I've been rebuilding the noslaves.com site as a place for techies, professionals to discuss and organize on their career issues.

I just put up a post on this here.

the site is in BETA, so I hope you go over and join it, help me debug what's wrong and more importantly get it off the ground.

The Economic Populist is simply a major economics site now and hence, career issues for techies, while the big legislation and other issues assuredly needs to be posted (and believe me, I will), there is no online space devoted to all things "techie career" for "all techie things, 24/7".

So...wala, new site.

Temp work helps mask joblessness among Americans

Temp work is also masking the true problem. I'm just tired of all the BS shell games played upon us from our government. They are trying their best to blow some bubbles back up. All the politicians care about is how things are perceived, not how things are in the real world.

Until the masses start catching on to the game, the politicians will keep the game going. I think with the current economic pain, people are maybe, just maybe, starting to see the game. The game is also the government giving handouts to people for votes. It doesn't matter about financial ethics or if we can afford it, it is about herding groups of people into the corral that will vote for them.

Throughout history the countries that are survivors will have people that are self reliant, have economies that produce, have possibilities to move up the economic ladder and wages that support the chances to make economic moves.

A long time ago I took the pill from Morpheus to try and see the real world. I have a lot of friends that refuse to take the pill and are willing to stay fat, happy and uninformed.

you need some statistics, data in your post

Seriously. EP is an economics blog so you have to give some estimates on precisely how many underemployed or those who have dropped entirely out of the workforce are here.

I mean it's all true what you are saying and a good rant is assuredly what EP is about...but folks, try to back up your rants with that econ 101 book that is gathering dust in your attic.

Precisely what is the underemployed estimates? They vary widely but we need they must be on the high side...so find the methodology from some obscure Academic, look it over, make sure it's credible and use it.

I've got a question: How many homeless have a college degree? A PhD? A Masters? How many families homeless?

How many adults, overall living with Mom&Dad, not even in the workforce at all,completely dropped out?

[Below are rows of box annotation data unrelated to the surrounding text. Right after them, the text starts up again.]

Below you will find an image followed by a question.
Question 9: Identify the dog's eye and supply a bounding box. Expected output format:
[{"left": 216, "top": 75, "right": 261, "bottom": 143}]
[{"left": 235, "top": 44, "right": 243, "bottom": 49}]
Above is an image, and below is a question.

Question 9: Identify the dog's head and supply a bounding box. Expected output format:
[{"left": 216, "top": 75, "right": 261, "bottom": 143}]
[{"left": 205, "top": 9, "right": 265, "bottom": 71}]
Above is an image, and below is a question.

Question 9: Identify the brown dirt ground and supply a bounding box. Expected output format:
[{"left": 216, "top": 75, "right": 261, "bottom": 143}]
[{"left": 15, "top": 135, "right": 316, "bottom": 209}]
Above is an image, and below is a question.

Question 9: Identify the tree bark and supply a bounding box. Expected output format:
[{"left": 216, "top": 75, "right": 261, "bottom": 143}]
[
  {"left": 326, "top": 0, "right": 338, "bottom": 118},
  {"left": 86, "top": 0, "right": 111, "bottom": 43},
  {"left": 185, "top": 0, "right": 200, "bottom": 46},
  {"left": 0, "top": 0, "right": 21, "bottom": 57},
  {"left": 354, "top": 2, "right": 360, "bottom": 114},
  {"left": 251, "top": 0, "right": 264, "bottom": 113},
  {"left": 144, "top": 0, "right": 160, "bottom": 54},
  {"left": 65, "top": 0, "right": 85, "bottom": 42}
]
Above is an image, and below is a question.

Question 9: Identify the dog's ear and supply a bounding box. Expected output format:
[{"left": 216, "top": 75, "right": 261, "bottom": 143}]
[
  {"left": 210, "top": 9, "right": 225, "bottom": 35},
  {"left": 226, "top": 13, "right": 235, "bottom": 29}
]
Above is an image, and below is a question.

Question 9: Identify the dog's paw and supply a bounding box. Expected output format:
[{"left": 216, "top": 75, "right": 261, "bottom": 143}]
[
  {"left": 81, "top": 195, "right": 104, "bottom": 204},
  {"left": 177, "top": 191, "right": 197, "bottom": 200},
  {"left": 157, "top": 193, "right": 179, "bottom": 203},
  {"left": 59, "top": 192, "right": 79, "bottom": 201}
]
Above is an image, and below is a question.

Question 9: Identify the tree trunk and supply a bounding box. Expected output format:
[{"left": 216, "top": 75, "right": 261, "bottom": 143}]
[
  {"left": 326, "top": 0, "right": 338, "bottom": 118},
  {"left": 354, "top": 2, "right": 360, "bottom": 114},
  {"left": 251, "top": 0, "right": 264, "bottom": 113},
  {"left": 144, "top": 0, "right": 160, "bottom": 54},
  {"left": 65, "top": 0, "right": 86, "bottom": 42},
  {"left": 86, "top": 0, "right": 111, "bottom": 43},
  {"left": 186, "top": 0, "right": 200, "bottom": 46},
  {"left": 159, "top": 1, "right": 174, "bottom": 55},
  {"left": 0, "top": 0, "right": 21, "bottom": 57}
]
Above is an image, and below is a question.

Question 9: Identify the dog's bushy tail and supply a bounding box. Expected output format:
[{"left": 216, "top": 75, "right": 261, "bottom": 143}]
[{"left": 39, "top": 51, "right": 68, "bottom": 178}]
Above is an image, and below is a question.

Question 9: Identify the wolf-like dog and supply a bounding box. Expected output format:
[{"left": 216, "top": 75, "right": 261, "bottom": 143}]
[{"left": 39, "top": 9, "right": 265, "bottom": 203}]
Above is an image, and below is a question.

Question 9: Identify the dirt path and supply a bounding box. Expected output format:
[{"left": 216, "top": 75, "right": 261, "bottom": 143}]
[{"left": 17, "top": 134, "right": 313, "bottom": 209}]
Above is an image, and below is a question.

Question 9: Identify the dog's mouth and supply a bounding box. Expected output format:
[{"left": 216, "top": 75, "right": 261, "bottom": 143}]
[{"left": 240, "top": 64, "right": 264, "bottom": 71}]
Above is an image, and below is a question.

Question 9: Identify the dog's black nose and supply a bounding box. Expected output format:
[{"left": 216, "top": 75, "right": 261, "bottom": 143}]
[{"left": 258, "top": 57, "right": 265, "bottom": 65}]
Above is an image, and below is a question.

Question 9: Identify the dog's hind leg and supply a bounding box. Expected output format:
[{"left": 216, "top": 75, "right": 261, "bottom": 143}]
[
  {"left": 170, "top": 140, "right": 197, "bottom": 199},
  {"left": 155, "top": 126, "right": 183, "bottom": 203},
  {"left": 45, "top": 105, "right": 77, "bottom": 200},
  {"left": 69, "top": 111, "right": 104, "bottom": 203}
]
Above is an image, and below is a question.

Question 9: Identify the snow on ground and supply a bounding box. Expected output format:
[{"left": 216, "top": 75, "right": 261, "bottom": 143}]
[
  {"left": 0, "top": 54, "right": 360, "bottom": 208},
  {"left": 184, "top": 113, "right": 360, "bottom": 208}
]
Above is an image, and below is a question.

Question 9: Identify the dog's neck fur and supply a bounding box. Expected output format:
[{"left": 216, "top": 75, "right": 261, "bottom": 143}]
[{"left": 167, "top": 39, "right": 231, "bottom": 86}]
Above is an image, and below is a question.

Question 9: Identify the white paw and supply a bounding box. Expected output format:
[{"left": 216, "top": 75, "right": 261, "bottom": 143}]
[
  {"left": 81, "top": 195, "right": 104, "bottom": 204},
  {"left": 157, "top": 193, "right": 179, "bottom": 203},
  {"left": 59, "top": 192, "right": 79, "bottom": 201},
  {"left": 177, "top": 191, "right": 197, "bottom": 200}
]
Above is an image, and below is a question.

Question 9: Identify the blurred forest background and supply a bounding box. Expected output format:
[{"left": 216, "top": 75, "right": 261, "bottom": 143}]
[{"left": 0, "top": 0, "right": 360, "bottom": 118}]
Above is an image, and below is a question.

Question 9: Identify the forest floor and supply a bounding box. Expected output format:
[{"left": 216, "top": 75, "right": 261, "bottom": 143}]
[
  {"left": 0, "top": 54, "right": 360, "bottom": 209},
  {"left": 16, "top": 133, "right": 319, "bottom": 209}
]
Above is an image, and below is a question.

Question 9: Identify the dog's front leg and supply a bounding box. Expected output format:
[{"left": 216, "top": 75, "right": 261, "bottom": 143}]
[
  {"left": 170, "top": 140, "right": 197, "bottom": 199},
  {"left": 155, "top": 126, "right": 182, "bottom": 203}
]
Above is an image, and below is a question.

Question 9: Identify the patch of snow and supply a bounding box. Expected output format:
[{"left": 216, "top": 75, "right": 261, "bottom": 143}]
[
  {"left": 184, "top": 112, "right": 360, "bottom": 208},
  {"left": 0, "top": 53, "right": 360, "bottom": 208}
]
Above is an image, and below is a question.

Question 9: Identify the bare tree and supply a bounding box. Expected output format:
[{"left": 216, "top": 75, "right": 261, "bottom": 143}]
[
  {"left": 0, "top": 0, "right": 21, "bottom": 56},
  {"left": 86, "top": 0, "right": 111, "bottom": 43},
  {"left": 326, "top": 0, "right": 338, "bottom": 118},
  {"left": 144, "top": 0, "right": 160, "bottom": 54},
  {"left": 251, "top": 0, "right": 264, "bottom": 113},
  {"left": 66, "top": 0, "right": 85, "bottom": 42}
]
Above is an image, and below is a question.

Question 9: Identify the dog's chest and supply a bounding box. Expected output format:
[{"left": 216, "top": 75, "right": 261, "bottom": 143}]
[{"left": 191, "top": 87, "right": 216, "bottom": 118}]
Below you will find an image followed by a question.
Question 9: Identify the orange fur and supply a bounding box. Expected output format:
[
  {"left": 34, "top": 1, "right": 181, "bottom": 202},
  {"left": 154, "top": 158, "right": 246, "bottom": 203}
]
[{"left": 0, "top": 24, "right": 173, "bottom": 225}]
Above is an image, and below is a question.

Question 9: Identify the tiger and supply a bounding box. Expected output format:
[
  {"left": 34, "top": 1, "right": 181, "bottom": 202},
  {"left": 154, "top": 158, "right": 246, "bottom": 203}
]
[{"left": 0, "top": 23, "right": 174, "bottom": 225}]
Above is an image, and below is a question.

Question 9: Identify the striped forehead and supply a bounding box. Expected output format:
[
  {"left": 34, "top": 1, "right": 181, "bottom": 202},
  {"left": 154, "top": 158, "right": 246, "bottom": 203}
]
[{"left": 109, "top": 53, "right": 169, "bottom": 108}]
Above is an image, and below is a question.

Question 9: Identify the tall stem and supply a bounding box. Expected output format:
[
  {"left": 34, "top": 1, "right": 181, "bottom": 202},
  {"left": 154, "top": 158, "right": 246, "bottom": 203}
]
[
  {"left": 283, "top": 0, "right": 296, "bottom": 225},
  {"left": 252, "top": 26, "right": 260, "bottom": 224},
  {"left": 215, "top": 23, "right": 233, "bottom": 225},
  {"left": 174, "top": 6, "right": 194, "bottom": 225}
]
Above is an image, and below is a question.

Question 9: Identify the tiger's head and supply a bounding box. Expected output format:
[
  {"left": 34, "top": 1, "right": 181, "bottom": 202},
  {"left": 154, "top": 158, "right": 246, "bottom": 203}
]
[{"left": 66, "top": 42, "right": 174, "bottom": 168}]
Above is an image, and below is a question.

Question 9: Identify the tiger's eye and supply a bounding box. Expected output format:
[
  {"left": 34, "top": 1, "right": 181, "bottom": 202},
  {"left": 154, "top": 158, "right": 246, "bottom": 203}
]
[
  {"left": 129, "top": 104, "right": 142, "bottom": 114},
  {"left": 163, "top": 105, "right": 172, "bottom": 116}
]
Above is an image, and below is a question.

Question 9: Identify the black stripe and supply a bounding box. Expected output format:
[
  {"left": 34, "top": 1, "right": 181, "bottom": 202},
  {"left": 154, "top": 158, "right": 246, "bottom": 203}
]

Just a suggestion but good hard data, we love good hard data on EP.

I have a homework assignment

Not sure if I have ever had a link to someone that supplies the stats for the fallen off the unemployment rolls. Not ever sure how you would do it. The BLS is probably the only one that has the resources to do it. But I'll search around.

Also the people that never show up on the stats are the self-employed. That painter that would sub from the GC during boom times, never even received unemployment so he never even had the chance to fall off the cliff.

Another opinion.

When the gov't stats come out it is time to check with John Williams at shadowstats.

Chart of U.S. Unemployment

Hmmm, U6 is above 20%! And what is it now, 7 million new unemployed since the recession began?

The way I heard it described

Someone on another site put it this way:

A guy jumps off a 30-story building. As he plunges towards the ground he picks up speed until he's going 110 mph. Then he sticks his arms out. The wind resistance from his arms slows him to "just" 95 mph.
The financial media takes this as a sign that he won't hit the ground.

The REAL Unemployment figures

Nick Turse has an outstanding article on the real unemployment numbers. Makes for some interesting reading.

A few hard numbers

April

Current unemployment = 13.7 million Americans

Discourged workers = 700,000

Marginally attached workers = 1.4 million people

Unemployed, underemployed or had given up looking for a job = 25 million

In the last year

Involuntary part-timers has increased by 4.9 million in the past year, according to a May study by the Federal Reserve Bank of Cleveland

Estimated total = 40,800,000

And yet another opinion

Felix Salmon is quick to remind us how these unemployment improvements relate to the now infamous stress tests.

So, we're already one half or one full percentage appoint ahead of the stressful projections for this year and it's only thru 5 months AND the auto bankruptcy related losses haven't even begun. Makes one wonder where housing prices are eventually headed, especially in light of the rising mortgage rates. This Bear rally in the stock market is most definitely a sucker rally, IMO. We are not even close to hitting bottom in this recession. I think this is going to get ugly this Autumn.

UE Projections

Zero Hedge has an article regarding the projection of the unemployment stats. Scary stuff!

It's going to get worse before it gets better, a lot worse.